この国の病根について
− 「自由な報道」と「報道の自由」 −
東寺真言宗 91次宗議会 松下隆洪議長挨拶 平成23年6月15日

  3.11の東北大地震ではおそらく数万人が死亡し、福島原発はいまだに収束もせず、解決のめどもまったく見えていません。

 日本人の誰しも思うのは、なぜ日本はこんなひどい国になってしまったのだろうかということだと思います。私もその一人で、毎日、自問自答しています。いったいどうしてこの国は、こんな有様になってしまったのでしょうか。

 この現状に、とてつもなく責任があるのが、日本のマスコミではないかと思います。「自由な報道」と、「報道の自由」についてあまりにも無頓着だったということです。

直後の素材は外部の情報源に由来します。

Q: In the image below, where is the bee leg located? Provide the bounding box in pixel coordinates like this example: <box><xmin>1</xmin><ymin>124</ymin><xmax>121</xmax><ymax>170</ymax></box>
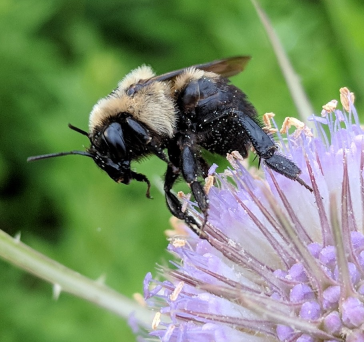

 たしかにこの国では、朝になれば新聞が届き、深夜でもテレビは放送され、おびただしいメディアが何かの情報を流しています。しかしこれは「自由な報道」であっても「報道の自由」ではありません。「報道の自由」とは権力を批判し、チェックする機能を担保した報道をいうのであって、記者クラブ制度という既得権益に守られ、政府発表を無批判に垂れ流す日本の巨大マスコミに「報道の自由」はないのではないかと思います。その良い例が福島原発のメルトダウンです。地震発生直後にはすでに原発は爆発、メルトダウンしていたにもかかわらず巨大マスコミは「安全です、安全です」という政府発表を、ただ垂れ流していたばかりでした。

 たしかにこれも「自由な報道」ではありましょうが、「報道の自由」とはほど遠いものです。大東亜戦争における「勝った、勝った」報道と同じではないでしょうか。

 福島原発がいまだに解決のめどさえたたないこの国の病根の一つが、確かにここにあるのは厳然たる事実です。日本人はそろそろ覚醒すべきです。